系统消息: 详细说明报告撰写过程，包括章节和引用要求。
llm_config: 语言模型的配置

research_report_writer = AssistantAgent(
  name='ResearchWriter',
  system_message='Research Report Writer. Write a research report based on the findings from the papers categorized by the scientist and exchange with critic to improve \
  the quality of the report.\
  The report should include the following sections: Introduction, Literature Review, Methodology, Results, Conclusion, and References.\
  The report should be written in a clear and concise manner.
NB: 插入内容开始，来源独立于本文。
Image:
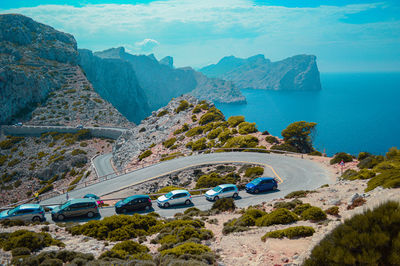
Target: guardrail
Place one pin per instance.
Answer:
(145, 165)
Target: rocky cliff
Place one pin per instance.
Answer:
(40, 80)
(299, 72)
(161, 81)
(115, 80)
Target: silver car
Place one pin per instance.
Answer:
(24, 212)
(174, 197)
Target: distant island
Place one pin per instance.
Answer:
(298, 72)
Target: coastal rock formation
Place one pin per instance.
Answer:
(299, 72)
(115, 80)
(40, 80)
(161, 82)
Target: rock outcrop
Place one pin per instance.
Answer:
(299, 72)
(161, 81)
(115, 80)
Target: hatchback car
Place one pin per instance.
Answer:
(133, 203)
(261, 184)
(222, 191)
(74, 208)
(174, 197)
(24, 212)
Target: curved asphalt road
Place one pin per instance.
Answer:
(295, 173)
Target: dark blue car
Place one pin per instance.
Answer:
(261, 184)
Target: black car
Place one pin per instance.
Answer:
(133, 203)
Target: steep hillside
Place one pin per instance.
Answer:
(161, 81)
(299, 72)
(115, 80)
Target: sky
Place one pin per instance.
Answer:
(345, 35)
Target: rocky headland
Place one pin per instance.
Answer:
(298, 72)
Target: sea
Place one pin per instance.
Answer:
(354, 112)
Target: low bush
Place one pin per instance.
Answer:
(279, 216)
(182, 106)
(168, 143)
(247, 128)
(363, 234)
(332, 211)
(225, 204)
(291, 232)
(254, 172)
(341, 156)
(233, 121)
(271, 140)
(313, 214)
(145, 154)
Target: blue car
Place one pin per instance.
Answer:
(261, 184)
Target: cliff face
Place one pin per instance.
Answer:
(31, 57)
(161, 82)
(115, 80)
(299, 72)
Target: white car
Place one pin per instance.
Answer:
(174, 197)
(222, 191)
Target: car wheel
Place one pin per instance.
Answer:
(36, 219)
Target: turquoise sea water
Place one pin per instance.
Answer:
(354, 111)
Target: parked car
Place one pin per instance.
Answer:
(74, 208)
(261, 184)
(24, 212)
(174, 197)
(133, 203)
(222, 191)
(97, 198)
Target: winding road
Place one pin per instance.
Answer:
(294, 174)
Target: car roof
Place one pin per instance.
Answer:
(226, 185)
(137, 196)
(81, 200)
(29, 206)
(179, 191)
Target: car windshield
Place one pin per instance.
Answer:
(11, 212)
(217, 189)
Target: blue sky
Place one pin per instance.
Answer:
(345, 35)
Make sure to include proper citation and references.',
  llm_config=gpt4o_config
)

8. groupchat = GroupChat(…)

目的: 初始化一个包含多个代理的群聊。
属性:
agents: 参与聊天的代理列表（user_proxy, planner, engineer, scientist, executor, critic, research_report_writer）。
messages: 一个空列表 [] 用于存储聊天中交换的消息。
max_round: 设置为 50，表示允许的最大互动轮数。

groupchat = GroupChat(
  agents=[user_proxy, planner, engineer, scientist, executor, critic, research_report_writer],
  messages=[],
  max_round=50
)

9. manager = GroupChatManager(…)

目的：管理群聊，协调互动，确保顺畅的沟通。
属性：
groupchat: 上面创建的群聊实例。
llm_config: 语言模型的配置，gpt4o_config。

manager = GroupChatManager(groupchat=groupchat, llm_config=gpt4o_config)

关键点：

代理：每个代理都有特定的角色，参与规划、编码、执行、审查和报告等任务。
消息：聊天系统旨在处理和存储代理之间的消息。
轮次：限制交互次数，以确保效率并防止无休止的循环。

output_report = user_proxy.initiate_chat(manager, message = "Write a 4 paragraph research report about how to use LLMs to enhance personal productivity?")

输出快照

微软还推出了 AutoGen Studio：一个用于构建多代理工作流的低代码界面。

请在这里了解更多信息。

主要收获：

AutoGen 框架中的代理通过消息交换进行协作，这类似于对话，使它们能够协调并分享信息以高效完成任务。
AutoGen 中的可对话代理是灵活的实体，可以切换角色并与其他代理交换消息，使其能够根据应用程序的需求执行不同的任务。
可对话代理中的 “人类输入模式” 设置允许开发者决定在代理执行期间是否允许或需要人类输入。
AutoGen 中的对话编程允许代理通过自然语言对话交换消息并自主执行任务，同时能够控制任务的流程。这将自然语言交互与确定性计算相结合，为 AI 工作流程提供灵活性。
AutoGen 中的标准化接口提供了更好的控制，确保代理之间消息交换的动态性，一致性和可预测性，同时仍然支持灵活和动态的交互模式。
AutoGen Studio 旨在提供一个基于聊天的界面，简化与基于 AutoGen 的代理的构建和交互。它允许用户在直观和灵活的环境中执行各种任务和工作流程。
LangChain 框架与微软的 AutoGen 框架在构建代理方面的主要区别在于，LangChain 专注于连接模型和工具以构建工作流程，而 AutoGen 强调使用对话模式进行交互的协作代理，以完成任务，引入了一种不同的基于代理的工作流程方法。